As such I don't think we're going to be able to prioritize this any time soon, but we welcome a PR to make that change that gets rid of C++ in this codebase. Thank you for raising the issue!
Thank you for having a look, a coworker also pointed out what you said about linking to that external library; which I had forgotten to look at external deps.

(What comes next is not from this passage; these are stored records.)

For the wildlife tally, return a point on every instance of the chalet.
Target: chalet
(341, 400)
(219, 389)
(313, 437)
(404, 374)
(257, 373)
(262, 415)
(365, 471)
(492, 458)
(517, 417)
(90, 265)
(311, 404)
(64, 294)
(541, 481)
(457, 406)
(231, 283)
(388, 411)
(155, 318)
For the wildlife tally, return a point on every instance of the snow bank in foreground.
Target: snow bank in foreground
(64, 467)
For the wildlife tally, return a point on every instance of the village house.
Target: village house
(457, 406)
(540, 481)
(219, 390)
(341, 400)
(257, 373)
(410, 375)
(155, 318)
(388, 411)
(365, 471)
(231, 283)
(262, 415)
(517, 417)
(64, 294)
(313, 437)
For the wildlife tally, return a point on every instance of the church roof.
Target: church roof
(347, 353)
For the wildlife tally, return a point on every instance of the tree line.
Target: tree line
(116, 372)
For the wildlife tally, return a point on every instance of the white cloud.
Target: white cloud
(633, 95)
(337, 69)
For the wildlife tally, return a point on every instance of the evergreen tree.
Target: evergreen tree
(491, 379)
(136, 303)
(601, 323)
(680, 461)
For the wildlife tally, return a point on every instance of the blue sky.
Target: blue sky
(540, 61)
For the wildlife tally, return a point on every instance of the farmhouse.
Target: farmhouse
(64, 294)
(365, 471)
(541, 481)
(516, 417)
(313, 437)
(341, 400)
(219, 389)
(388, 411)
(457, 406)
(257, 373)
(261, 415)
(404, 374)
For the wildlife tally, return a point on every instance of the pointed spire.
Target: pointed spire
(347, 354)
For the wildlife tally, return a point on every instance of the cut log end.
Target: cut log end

Still a change that is worth making, however I fully agree with your assessment and prioritization.
In Ops Agent we run a demo app from the CUDA SDK: https://github.com/GoogleCloudPlatform/ops-agent/blob/master/integration_test/third_party_apps_data/applications/nvml/exercise
But as @braydonk mentions, go-nvml requires cgo for everything, so we can't get GPU metrics without it.
Currently, the nvmlreceiver is using a single dependency on a C library here: https://github.com/GoogleCloudPlatform/opentelemetry-operations-collector/blob/master/receiver/nvmlreceiver/testcudakernel/test_cuda_kernel.cc
Based on my review of, but with limited understanding of the Nvidia libraries in general, this could be replaced with a native golang library.
From: https://docs.nvidia.com/cuda/cublas/index.html#id92
From: https://pkg.go.dev/gorgonia.org/cu/blas#Standard.Dgemm
These function definitions seem to be identical, with the exception of the cublasXtHandle. That handle wouldn't be needed in the pure golang implementation; so it makes sense for it to be missing.
If I am correct, this would be a nice change. Anything that can strip a collector down to a pure golang implementation is good in my book.
If I am incorrect in my belief that these libraries are functionally the same, I'm happy to be corrected on it.